Nathan (vovat) wrote,
Nathan
vovat

Countless Screaming Argonauts

I've never put any stock into astrology, but I'm quite interested in the constellations themselves, and they provide good jumping-off points for mythological discussions. I believe that today is the beginning of Aries being the dominant sign, and in Greek mythology, this constellation was associated with the flying ram Chrysomallos, who rescued Phrixus and Helle from their jealous stepmother Ino. Helle fell off and drowned in the Hellespont (hence its name), but Phrixus made it to Colchis, in modern-day Georgia (the former Soviet republic, not the American state). Once there, he sacrificed Chrysomallos to Zeus, and gave his golden fleece to King Aeetes. It was this fleece that the legendary Greek hero Jason sought, in order to win the throne of Iolcus from his usurping uncle Pelias.

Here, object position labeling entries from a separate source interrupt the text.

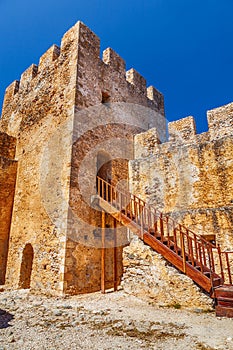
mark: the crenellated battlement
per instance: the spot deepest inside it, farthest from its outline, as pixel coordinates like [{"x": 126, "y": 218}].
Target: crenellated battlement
[
  {"x": 183, "y": 132},
  {"x": 76, "y": 72}
]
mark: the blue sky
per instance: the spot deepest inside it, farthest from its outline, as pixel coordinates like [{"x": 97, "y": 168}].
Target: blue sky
[{"x": 182, "y": 47}]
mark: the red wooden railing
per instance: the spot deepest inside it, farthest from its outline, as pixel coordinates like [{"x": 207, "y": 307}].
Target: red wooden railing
[{"x": 194, "y": 250}]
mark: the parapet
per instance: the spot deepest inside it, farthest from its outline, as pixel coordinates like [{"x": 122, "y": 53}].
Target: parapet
[
  {"x": 74, "y": 73},
  {"x": 156, "y": 97},
  {"x": 7, "y": 146},
  {"x": 182, "y": 130},
  {"x": 137, "y": 80},
  {"x": 111, "y": 58},
  {"x": 49, "y": 56},
  {"x": 27, "y": 76},
  {"x": 220, "y": 121}
]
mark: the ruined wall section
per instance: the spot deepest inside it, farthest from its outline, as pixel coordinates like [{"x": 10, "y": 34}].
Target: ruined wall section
[
  {"x": 8, "y": 171},
  {"x": 110, "y": 105},
  {"x": 43, "y": 110},
  {"x": 190, "y": 176},
  {"x": 39, "y": 111}
]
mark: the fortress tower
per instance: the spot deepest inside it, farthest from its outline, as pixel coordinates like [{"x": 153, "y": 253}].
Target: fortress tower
[{"x": 68, "y": 119}]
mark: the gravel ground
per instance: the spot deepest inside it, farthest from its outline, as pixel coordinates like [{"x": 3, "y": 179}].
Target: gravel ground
[{"x": 111, "y": 321}]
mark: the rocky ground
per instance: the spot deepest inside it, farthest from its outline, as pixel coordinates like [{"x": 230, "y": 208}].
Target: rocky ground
[{"x": 111, "y": 321}]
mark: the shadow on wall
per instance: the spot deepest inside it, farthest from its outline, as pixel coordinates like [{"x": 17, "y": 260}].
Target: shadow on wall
[{"x": 5, "y": 318}]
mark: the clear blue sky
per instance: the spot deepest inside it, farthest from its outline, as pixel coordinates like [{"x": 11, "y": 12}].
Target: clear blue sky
[{"x": 182, "y": 47}]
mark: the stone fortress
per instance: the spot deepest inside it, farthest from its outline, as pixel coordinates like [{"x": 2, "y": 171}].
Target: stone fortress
[{"x": 75, "y": 116}]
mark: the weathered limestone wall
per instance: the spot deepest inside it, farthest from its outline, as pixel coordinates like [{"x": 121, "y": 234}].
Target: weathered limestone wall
[
  {"x": 190, "y": 176},
  {"x": 39, "y": 111},
  {"x": 116, "y": 105},
  {"x": 8, "y": 170},
  {"x": 148, "y": 275},
  {"x": 63, "y": 112}
]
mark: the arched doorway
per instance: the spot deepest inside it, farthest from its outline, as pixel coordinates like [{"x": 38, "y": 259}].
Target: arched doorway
[
  {"x": 26, "y": 267},
  {"x": 104, "y": 171},
  {"x": 104, "y": 166}
]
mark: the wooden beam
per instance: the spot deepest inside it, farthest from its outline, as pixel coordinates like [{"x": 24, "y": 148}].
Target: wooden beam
[
  {"x": 103, "y": 254},
  {"x": 115, "y": 256}
]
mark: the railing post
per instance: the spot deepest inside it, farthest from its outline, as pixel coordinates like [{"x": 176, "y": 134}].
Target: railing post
[
  {"x": 228, "y": 267},
  {"x": 103, "y": 254},
  {"x": 220, "y": 261},
  {"x": 183, "y": 249},
  {"x": 115, "y": 256}
]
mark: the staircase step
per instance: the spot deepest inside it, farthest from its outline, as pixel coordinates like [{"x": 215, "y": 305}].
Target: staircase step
[
  {"x": 207, "y": 274},
  {"x": 217, "y": 282},
  {"x": 222, "y": 311},
  {"x": 227, "y": 302},
  {"x": 224, "y": 292}
]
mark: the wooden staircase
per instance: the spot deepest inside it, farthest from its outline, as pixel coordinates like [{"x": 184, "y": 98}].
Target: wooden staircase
[{"x": 202, "y": 261}]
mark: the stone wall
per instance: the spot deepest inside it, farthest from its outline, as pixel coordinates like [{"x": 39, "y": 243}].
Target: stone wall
[
  {"x": 190, "y": 176},
  {"x": 8, "y": 171},
  {"x": 149, "y": 276},
  {"x": 63, "y": 112}
]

As the ship that Jason used to sail to Colchis was known as the Argo (named after its builder Argus), the sailors were the Argonauts, and they made up a veritable who's who among classical Greek heroes. Castor, Polydeuces, Bellerophon, Orpheus, Herakles, Laertes, and Peleus have all been reported as crew members, and some lists even include Theseus. Considering that Theseus met an older version of Medea in Athens early in his career, his presence is somewhat unlikely, but consistency rarely seemed to be a priority for myth-makers. As I reported back in this entry, Aeetes' daughter Medea helped Jason and his crew to overcome the obstacles barring the way to the Fleece, but Jason later screwed her over in order to marry a Greek princess. Really, when you get right down to it, Greek heroes typically weren't very nice guys, but I guess people appreciated their ability to get things done.